MOVSS problems - by Michal Řeháček

Status : 

 


0
0
Sign in
to vote
ID 282486 Comments
Status Active Workarounds
Type Bug Repros 0
Opened 6/12/2007 7:49:56 AM
Access Restriction Public

Description

The compiler generates wrong code when using _mm_move_ss and when certain optimizations are turned on. This is what happens:

1. _mm_move_ss generates a MOVSS instruction from memory to XMM register. The register holds the expected result, i.e. the value being loaded in the first element and zeroes in the remaining elements.
2. Some other code uses different XMM registrers.
3. another MOVSS instruction is generated, this time it moves the low-order doubleword from the register used in step 1 to a different register that was trashed in step 2. So this new register now contains the expected floating point value in the low-order doubleword and trash in the remaining elements.
4. This new register with three of the four elements containing trash values are used in calculation.

The sample code that demonstrates this problem is fairly complex; a lot of things seem to have an effect on this, including some asserts, the exact type of optimizations, the fact that some functions are defined in a different source module than the one they are called from, and so on.

Once I post this bug report, I will attach a ZIP file containing a visual studio project with all the necessary files (about 10KB of headers and CPP files in total). The ZIP file also contains the generated COD files from my machine.

The problem occurs in Orcas as well, but be warned - when upgrading the project file, it turned off optimizations, so if you're gonna try this in Orcas, you will need to set Optimization back to Maximize Speed.

If you need more details about the problem or a better explanation of what's going on, let me know.
Sign in to post a comment.
Posted by Michal Řeháček on 11/20/2007 at 5:51 AM
I am also not aware of any other occurences than in _mm_load_ss or _mm_load_sd.

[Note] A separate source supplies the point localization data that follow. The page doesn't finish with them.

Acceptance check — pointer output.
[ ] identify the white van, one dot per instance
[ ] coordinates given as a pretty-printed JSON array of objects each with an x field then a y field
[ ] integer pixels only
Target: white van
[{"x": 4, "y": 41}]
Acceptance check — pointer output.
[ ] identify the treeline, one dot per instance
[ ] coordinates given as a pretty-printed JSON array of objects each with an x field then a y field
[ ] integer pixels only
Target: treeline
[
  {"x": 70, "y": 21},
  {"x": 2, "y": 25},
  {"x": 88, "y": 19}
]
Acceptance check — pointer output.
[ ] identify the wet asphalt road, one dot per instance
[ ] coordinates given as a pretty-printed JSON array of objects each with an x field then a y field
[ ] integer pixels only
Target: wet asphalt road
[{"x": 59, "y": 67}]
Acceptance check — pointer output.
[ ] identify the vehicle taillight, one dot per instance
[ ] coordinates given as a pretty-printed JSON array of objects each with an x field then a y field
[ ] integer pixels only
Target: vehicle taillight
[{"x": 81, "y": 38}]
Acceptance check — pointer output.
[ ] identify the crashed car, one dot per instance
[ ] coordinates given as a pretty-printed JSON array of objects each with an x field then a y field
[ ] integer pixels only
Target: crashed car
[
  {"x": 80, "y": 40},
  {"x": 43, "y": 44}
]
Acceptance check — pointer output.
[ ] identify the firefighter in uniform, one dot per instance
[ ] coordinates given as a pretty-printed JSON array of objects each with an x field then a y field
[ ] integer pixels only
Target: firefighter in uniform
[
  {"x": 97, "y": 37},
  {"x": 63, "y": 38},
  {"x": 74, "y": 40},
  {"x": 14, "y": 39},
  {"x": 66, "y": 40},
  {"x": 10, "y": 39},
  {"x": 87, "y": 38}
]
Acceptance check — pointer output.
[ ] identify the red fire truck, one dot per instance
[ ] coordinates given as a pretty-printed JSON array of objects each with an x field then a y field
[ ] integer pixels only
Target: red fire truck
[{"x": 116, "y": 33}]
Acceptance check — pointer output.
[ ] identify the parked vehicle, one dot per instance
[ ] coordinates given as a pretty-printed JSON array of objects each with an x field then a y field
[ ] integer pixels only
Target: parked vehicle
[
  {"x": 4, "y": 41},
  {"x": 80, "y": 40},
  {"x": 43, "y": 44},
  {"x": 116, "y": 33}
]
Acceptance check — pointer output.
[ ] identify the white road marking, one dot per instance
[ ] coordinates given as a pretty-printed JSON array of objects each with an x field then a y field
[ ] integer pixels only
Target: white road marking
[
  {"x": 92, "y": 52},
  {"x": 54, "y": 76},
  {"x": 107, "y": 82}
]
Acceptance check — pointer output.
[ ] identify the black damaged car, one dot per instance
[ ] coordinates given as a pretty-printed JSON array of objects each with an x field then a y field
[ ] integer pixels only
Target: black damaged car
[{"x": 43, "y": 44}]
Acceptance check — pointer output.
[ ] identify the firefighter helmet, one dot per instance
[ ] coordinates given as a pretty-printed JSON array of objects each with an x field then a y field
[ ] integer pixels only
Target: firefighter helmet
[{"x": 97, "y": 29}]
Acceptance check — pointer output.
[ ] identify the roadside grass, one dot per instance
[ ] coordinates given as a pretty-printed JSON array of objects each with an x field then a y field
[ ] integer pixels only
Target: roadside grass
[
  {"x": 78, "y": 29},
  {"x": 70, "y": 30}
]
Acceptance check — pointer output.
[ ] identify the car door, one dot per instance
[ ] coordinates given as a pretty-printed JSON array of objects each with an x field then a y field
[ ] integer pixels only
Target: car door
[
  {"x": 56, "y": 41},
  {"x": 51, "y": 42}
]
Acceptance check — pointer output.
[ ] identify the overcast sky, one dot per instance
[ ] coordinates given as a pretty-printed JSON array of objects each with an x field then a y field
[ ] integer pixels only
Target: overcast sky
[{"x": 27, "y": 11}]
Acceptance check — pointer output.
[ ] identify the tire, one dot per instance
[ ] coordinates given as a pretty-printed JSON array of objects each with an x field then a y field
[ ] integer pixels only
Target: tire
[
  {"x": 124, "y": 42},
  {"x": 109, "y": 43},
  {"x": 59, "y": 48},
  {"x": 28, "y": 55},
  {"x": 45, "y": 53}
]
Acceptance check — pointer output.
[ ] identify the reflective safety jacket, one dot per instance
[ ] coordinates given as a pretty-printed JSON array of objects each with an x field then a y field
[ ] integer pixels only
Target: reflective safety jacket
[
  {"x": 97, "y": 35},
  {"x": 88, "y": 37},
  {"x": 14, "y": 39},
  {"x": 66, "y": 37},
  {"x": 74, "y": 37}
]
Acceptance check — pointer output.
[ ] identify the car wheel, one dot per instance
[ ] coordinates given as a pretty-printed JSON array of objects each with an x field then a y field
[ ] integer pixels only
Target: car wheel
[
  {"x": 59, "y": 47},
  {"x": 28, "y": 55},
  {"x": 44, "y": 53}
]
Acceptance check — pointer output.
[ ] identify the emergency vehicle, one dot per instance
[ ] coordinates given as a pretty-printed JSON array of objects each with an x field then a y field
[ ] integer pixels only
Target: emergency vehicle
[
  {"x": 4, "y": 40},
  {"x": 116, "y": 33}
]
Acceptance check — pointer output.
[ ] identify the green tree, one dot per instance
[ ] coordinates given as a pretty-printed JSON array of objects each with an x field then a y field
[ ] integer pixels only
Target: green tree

And thank you for the fix!
Posted by Microsoft on 11/16/2007 at 11:16 AM
Hello,

The fix for this bug has been checked into the sources for VS 2008 Service Pack 1 and beyond. I fixed both _mm_load_ss and _mm_load_sd which had the same problem. I looked for other intrinsics that had the same problem but didn't find any more than these two, so if I missed yet another occurance of the bug please report it.
Posted by Microsoft on 11/5/2007 at 7:30 PM
Hello,

Just an update to let you know that I wrote a fix for this bug (a couple weeks ago now) and that the bug report has now been re-triaged and it is now planned to be included in VS 2008 Service Pack 1.
Posted by Microsoft on 10/3/2007 at 1:57 PM
Since customer has satisfactory workaround and this is a narrow scenario this bugfix has been rejected for VS 2008, it will be re-triaged for SP1.
Posted by Michal Řeháček on 10/1/2007 at 8:26 AM
Hello,

Thank you for getting back to this problem.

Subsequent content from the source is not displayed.